One would have expected better correlations between FFQ2 and DRs than between FFQ1 and DRs because of training effect (Kristal et al., 1997). Our study, however, did not show the expected results. Some previous studies have shown that a second FFQ produced lower nutrient estimates and the reason for this observation has not yet been elucidated (Subar et al., 2001). Compared with the correlation coefficients based on absolute nutrient value, the correlation coefficients of nutrient densities was higher than those of absolute intakes. Stram et al. (2000) stated that nutrient densities generally have better correlations than do absolute values of nutrients.

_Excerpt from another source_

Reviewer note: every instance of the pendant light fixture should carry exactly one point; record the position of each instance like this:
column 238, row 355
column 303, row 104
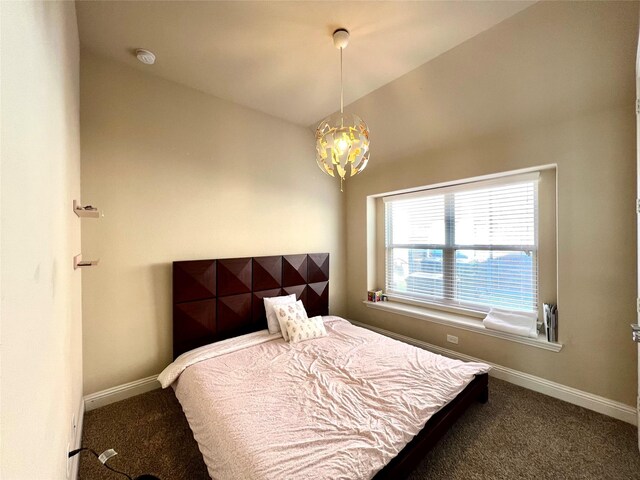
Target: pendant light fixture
column 342, row 141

Though correlation coefficients between the two methods were relatively low, joint classification showed better results. In this study, the average exact agreement proportion of quartile classification between the two assessments was about 34% and more than 70% of the subjects were classified within the same or adjacent quartiles. Other validation studies in Korea with 24-h recalls and FFQs showed average exact agreement proportions of 28%, which was lower than our results (Paik et al., 1995). A Japanese study reported a relatively high exact agreement proportion (35–56%) and an adjacent agreement proportion was over 80% on the average (Ogawa et al., 2003).
Reproducibility of our questionnaire ranged from 0.24 (carbohydrate) to 0.58 (cholesterol). This result was comparable to other studies in macronutrients (Willett et al., 1985; Giovannucci et al., 1992; Kabagambe et al., 2001; Johansson et al., 2002; Ogawa et al., 2003; Sasaki et al., 2003; Shu et al., 2004). The Korean report showed reproducibility from 0.37 to 0.60 (Kim et al., 1996).
In this study, we presented the results of validation and reproducibility of FFQs for the KoGES. The FFQs have the advantage of being cost effective and of being quickly administered in a large-scale epidemiological study. The overall performance of our FFQs appears to make them reasonably acceptable to apply to a large cohort study in the Korean population. Further studies are needed to determine the calibration of the FFQs collected from multicenters participation in KoGES.
This study was supported by the budget of the National Genome Research Institute, Korea National Institute of Health (2002-347-6111-221). We thank Dr Willett for his invaluable comments on our paper and also thank Ms Min Haesook for statistical advice.